Food and wine

Fish and Chips

Fish and chips of course is of British origin, but Australia’s warm climate and coastal lifestyle – not to mention the bounty of sea life that surrounds it – have given new life to the popular takeaway food. Traditionally a working class meal, fish and chips is deep fried slices of potato and battered fish tossed in salt and sometimes dressed in vinegar.
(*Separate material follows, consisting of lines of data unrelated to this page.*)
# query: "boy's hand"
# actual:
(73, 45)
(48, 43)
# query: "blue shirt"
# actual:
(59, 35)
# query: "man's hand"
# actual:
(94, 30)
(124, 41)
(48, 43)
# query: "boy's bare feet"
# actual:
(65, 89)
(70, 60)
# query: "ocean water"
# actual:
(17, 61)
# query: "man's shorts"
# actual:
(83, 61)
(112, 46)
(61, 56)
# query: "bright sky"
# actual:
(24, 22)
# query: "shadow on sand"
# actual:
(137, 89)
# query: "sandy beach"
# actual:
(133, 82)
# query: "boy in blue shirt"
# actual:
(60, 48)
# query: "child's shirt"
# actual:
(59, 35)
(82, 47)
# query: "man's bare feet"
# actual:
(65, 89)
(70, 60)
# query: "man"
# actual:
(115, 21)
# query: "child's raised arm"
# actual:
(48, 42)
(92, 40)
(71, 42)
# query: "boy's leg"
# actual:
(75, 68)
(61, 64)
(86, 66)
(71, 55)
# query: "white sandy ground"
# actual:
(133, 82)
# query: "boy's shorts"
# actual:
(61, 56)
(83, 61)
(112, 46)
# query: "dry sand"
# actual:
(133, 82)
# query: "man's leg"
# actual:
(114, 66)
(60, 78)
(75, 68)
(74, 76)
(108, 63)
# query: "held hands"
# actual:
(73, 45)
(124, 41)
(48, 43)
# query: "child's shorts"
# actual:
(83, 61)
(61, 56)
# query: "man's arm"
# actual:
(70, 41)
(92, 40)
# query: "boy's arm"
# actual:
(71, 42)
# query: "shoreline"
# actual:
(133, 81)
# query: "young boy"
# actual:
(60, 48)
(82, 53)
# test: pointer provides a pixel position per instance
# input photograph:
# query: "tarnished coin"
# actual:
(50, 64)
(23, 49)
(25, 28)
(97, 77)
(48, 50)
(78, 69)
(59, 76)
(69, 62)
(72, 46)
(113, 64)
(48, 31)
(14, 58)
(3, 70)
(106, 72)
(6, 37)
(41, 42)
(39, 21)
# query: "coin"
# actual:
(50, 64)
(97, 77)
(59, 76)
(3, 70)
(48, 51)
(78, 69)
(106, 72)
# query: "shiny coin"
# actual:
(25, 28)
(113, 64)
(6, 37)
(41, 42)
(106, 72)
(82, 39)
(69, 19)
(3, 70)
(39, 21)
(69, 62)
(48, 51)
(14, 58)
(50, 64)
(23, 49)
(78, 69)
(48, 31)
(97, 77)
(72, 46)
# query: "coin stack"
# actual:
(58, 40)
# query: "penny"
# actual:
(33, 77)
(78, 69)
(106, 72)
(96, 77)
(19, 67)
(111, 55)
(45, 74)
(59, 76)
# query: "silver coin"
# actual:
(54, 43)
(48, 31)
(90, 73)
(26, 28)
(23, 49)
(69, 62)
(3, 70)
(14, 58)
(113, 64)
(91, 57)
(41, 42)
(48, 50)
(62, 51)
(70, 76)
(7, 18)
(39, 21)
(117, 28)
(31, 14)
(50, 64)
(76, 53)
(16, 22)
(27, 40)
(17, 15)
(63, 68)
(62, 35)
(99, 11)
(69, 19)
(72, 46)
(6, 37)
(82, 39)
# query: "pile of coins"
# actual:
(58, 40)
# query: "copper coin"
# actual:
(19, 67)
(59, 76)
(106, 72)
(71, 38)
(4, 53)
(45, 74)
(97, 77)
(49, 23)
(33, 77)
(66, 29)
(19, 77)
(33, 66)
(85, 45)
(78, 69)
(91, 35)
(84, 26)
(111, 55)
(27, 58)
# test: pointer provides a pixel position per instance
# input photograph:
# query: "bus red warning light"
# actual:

Diverse soils, temperate weather and a hard-working migrant population have made Victoria’s wine scene one of the best in the world. Chardonnay, shiraz and pinot grapes all thrive on the southern lands, ensuring consistently good drops from the 600+ wineries across the state. Shiraz’s are typically full bodied, with lots of subtleties and interesting flavours, while chardonnays are gutsy and crisp.

Angus beef

Australian Angus beef is one of the most sought after meat products in the world. Its fine, textured marbling and rich flavour make it a favourite on many pub, steakhouse and fine dining menus, and is best enjoyed with a beer of glass of shiraz.

Lamb cutlets

Australia is one of the world’s leading producers of lamb, having learnt much about it from its British colonisers. The meat owes much of its tenderness and flavour to the fact that it’s a pure product of its natural environment. Australian lamb is grass-fed, pasture-raised, and free of artificial additives and growth hormones. The cuts have little or no bone and are well trimmed of fat and waste, so they’re incredibly lean.

Tasmanian oysters

There is nothing quite like the bolt of freshness and palette-rousing flavour that comes with downing an oyster. These small and rich sea delicacies melt between the palette and the tongue and can be eaten cooked or raw. In Australian waters, three species of oysters are farmed, making their way from trays, baskets and rafts that have been suspended in the water to food markets and seafood restaurants.